We incorporate by reference the documents listed below and any filings made after the date of this prospectus with the SEC under Sections 13(a), 13(c), 14 or 15(d) of the Securities Exchange Act until the offering of the securities made by this prospectus is completed or terminated:

–>
our Annual Report on Form 10-K for the fiscal year ended December 31, 2002;

–>
our Quarterly Reports on Form 10-Q for the fiscal quarters ended March 31, 2003 and June 30, 2003;

–>
our Current Report on Form 8-K dated April 11, 2003; and

–>
the description of our common shares contained in our registration statement on Form 8-A (File No. 001-15319), filed on September 22, 1999.

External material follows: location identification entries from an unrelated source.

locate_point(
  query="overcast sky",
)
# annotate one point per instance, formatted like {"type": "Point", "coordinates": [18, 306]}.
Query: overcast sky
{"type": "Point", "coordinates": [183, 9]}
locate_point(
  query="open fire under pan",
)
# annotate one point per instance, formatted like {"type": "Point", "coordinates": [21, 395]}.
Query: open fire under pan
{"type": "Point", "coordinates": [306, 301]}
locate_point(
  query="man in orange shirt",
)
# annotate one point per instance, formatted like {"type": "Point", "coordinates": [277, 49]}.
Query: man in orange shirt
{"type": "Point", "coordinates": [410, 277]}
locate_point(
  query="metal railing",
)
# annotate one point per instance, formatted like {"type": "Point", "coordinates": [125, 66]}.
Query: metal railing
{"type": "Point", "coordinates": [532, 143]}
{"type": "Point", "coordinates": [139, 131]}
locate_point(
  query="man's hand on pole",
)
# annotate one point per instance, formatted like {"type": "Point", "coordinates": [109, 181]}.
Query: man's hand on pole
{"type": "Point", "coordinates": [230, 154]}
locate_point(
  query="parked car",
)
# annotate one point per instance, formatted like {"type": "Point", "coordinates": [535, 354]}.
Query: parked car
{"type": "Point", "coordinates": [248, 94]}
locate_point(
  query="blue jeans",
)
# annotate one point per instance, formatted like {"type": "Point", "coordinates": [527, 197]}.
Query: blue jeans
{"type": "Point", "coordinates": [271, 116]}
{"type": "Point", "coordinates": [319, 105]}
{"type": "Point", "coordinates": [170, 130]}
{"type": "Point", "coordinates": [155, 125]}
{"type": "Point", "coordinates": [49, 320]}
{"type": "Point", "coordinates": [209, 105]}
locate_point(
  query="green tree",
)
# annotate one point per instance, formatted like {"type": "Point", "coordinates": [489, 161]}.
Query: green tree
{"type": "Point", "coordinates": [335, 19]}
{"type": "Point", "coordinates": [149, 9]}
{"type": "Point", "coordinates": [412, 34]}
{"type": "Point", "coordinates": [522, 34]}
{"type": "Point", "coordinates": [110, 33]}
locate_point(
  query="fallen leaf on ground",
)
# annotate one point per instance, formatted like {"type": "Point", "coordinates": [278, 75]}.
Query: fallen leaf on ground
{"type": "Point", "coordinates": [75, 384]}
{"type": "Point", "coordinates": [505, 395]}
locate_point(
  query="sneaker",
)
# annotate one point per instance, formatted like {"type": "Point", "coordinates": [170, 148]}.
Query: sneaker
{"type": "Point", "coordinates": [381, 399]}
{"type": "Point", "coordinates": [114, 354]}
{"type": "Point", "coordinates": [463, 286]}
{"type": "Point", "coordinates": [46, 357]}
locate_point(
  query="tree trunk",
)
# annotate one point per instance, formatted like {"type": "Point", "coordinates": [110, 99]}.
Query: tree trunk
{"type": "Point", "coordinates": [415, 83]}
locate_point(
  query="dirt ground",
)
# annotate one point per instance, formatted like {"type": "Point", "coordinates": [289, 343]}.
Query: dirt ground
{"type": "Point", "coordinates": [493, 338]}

We will provide you with a copy of the information we have incorporated by reference, excluding exhibits other than those which we specifically incorporate by reference in this prospectus. You may obtain this information at no cost by writing or telephoning us at: 400 Centre Street, Newton, Massachusetts, 02458, (617) 796-8350, Attention: Investor Relations or by visiting our website at www.snhreit.com.



Statement concerning limited liability

THE ARTICLES OF AMENDMENT AND RESTATEMENT ESTABLISHING SENIOR HOUSING PROPERTIES TRUST, DATED SEPTEMBER 20, 1999, TOGETHER WITH ALL AMENDMENTS AND SUPPLEMENTS THERETO, AS DULY FILED IN THE OFFICE OF THE STATE DEPARTMENT OF ASSESSMENTS AND TAXATION OF MARYLAND, PROVIDES THAT THE NAME "SENIOR HOUSING PROPERTIES TRUST" REFERS TO THE TRUSTEES UNDER THE DECLARATION OF TRUST AS TRUSTEES, BUT NOT INDIVIDUALLY OR PERSONALLY, AND THAT NO TRUSTEE, OFFICER, SHAREHOLDER, EMPLOYEE OR AGENT OF SENIOR HOUSING PROPERTIES TRUST SHALL BE HELD TO ANY PERSONAL LIABILITY FOR ANY OBLIGATION OF, OR CLAIM AGAINST, SENIOR HOUSING PROPERTIES TRUST. ALL PERSONS DEALING WITH SENIOR HOUSING PROPERTIES TRUST, IN ANY WAY, SHALL LOOK ONLY TO THE ASSETS OF SENIOR HOUSING PROPERTIES TRUST FOR THE PAYMENT OF ANY SUM OR THE PERFORMANCE OF ANY OBLIGATION.